Just months later, the debt regime was pushed into further disarray by a controversial New York court ruling in favour of the holdout creditors that refused to participate in Argentina’s 2005 and 2010 restructurings. The judgment threatened to make future restructurings virtually impossible under New York law, to the detriment of debtors, the majority of their creditors, and the system as a whole.
This context generated three new international reform initiatives. To address the controversies generated by the IMF’s 2010 decision to lend to Greece, the IMF’s lending rules were reformed once more in 2016 to make future decisions of that kind more difficult. But the new rules constrain the IMF lending in a less effective manner than the 2003 rules. And the Greek precedent highlighted to all that any rule was likely to be changed when it became inconvenient for powerful states. Taken together, the 2010 and 2016 changes to IMF lending rules have left the institution less likely to encourage debt restructuring than reformers in 2003 had hoped.
A second initiative focused on further strengthening sovereign bond contracts to facilitate smoother and more equitable bond restructurings. The coverage of CACs has been both expanded (to include all Eurozone countries) and improved to bind holdout creditors more effectively. In contrast to the uncertainties associated with IMF lending rules, these reforms promise to improve future debt restructuring in concrete ways.
The third initiative took place within the UN in 2014-15, where the G77 and China called for an ambitious ‘multilateral legal framework for sovereign debt restructuring’ (an idea that harkened back to the SDRM proposal). Ultimately, however, they settled for creating a set of non-binding principles for debt restructuring in 2015. Because of their voluntary content, the new UN principles are unlikely to have much tangible impact on the way sovereign debt restructurings are done.

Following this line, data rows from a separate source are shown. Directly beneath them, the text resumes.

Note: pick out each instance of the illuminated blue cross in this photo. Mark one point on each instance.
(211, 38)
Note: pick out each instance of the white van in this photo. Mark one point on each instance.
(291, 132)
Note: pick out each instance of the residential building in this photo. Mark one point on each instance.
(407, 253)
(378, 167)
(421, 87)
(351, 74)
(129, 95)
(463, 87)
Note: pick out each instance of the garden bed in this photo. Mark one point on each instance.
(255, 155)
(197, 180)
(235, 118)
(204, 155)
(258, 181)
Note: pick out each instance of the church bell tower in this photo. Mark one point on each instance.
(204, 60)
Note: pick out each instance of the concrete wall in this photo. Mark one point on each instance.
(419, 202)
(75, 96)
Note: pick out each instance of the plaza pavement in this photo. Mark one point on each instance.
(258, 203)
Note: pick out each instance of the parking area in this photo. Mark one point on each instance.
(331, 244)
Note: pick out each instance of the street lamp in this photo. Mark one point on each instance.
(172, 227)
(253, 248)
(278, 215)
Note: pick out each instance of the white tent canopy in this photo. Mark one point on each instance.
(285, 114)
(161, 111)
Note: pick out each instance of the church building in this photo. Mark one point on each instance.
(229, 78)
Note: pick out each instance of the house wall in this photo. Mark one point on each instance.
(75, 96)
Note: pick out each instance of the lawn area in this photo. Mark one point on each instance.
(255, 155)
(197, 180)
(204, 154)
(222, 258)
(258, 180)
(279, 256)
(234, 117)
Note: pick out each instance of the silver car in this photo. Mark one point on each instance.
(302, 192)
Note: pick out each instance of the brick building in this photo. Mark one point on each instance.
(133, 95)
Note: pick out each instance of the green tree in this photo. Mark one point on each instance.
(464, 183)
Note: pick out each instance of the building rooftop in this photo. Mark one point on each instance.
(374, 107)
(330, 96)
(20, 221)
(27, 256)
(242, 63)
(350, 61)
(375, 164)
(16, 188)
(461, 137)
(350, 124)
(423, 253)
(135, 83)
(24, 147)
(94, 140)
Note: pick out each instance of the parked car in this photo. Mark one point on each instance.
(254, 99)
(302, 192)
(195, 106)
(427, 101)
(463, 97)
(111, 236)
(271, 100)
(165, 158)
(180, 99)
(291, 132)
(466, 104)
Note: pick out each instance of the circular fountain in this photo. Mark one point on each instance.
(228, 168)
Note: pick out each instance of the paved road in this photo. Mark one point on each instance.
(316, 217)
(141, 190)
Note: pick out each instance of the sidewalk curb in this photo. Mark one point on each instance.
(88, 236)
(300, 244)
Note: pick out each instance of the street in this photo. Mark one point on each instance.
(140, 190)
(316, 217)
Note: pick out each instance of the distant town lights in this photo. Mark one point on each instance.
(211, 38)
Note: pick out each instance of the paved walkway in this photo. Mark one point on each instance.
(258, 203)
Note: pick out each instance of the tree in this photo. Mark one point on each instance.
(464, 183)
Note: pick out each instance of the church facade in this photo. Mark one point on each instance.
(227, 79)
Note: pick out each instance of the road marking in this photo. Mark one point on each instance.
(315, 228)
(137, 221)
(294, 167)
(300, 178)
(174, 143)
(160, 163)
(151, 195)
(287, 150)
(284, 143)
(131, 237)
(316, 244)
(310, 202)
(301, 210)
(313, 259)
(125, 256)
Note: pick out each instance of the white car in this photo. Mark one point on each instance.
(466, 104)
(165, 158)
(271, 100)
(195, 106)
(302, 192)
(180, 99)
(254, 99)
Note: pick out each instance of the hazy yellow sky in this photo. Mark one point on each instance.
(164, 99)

These three sets of reforms have thus had a mixed impact on the debt restructuring regime compared to the arrangements put in place in the early 2000s. At the same time, they provide some deeper lessons about the politics involved in reforming the sovereign debt restructuring regime.
One lesson is that reforms focused on creating predefined rules to trigger debt restructuring (IMF lending reforms) run up against the interests of powerful states (and their private financial sectors) which prefer to decide on a case-by-case basis when debt restructuring should be triggered (and avoided). By contrast, reforms that seek to improve the process of restructuring once the decision to restructure has been taken (contract reforms) are more likely to succeed because they help facilitate coordination and reduce freeriding among creditors – goals that became particularly important in the wake of the Greek and Argentina episodes.
The UN initiative also reinforced a lesson learned by Krueger and her allies in the early 2000s: efforts to create an SDRM-style multilateral legal framework face enormous political obstacles. Such frameworks raise sensitive sovereignty issues for all states and present particular challenges to the interests of powerful Western states, private creditors, and even the sovereign debtors that are supposed to benefit from them. The post-2008 experience thus provides a stark reminder that the quest to fill the “gaping hole” in global financial governance identified by Krueger remains a very incomplete project.